A friend and his son visited an aquarium recently and came home with a grammar question: Is fishes correct?
Language is an amazingly efficient communication tool. Often a single well-chosen word can convey a wealth of information. Fishes is a good example, telling you that a person is talking about several species grouped together.
If you have a tank of goldfish, you would say, “I fed my fish this morning.” But if you have blue gouramis, blind cavefish, and zebra fish (as we once did), you would say, “I fed my fishes this morning.”
It’s the same with deer. My younger sister often sees white-tailed deer in the back yard of her rural Massachusetts home. But if she lived in, say, Montana, she might see both white-tailed deer and mule deer in her back yard. In that case (being my sister and therefore a person who takes usage seriously), she would say, “I saw several deers today.”
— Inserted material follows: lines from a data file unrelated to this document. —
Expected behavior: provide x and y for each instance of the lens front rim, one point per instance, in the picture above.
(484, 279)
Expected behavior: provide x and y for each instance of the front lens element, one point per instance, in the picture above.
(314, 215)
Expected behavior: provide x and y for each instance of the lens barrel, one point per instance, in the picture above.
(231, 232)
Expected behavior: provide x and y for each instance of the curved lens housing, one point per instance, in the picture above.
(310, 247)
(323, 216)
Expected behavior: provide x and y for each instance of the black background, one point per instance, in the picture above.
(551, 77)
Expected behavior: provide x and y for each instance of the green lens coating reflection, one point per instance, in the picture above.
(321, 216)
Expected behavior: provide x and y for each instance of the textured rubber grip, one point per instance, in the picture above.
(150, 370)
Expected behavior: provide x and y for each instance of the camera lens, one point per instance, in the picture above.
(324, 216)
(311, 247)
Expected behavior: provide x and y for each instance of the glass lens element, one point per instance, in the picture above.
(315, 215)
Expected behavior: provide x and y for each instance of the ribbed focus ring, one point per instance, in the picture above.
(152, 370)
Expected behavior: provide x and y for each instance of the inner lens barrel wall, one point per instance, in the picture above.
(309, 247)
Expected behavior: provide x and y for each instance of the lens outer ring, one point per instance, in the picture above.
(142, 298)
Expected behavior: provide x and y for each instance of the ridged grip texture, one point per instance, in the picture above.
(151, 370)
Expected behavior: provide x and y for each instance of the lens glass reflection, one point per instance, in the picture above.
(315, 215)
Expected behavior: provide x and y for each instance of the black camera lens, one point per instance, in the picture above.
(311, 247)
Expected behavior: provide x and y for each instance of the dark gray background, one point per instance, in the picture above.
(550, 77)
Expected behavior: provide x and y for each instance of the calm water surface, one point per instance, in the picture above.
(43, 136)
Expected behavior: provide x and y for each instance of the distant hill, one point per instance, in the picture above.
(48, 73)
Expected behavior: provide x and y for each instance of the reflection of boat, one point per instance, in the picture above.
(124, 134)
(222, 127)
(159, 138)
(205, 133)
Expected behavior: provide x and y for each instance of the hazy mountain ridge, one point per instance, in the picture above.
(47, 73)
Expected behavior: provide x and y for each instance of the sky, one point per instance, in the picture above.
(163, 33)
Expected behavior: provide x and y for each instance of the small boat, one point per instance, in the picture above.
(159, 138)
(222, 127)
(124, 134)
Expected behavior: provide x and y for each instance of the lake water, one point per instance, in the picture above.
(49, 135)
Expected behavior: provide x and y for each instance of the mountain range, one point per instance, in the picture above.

This usage explains why you sometimes hear or read the word peoples. When you’re grouping human beings together, they’re simply called people:
Many people in the United States worry about global warming.
But when you’re talking about several ethnic groups, use peoples:
Anthropologists study the peoples of the world.
King George VI used people this way in a famous remark he made during World War II. Someone in a cheering crowd called out to him, “Thank God for a good King.” His reply, “Thank God for a good people,” shows that he could have been an excellent English teacher as well as a very effective king. Good for him.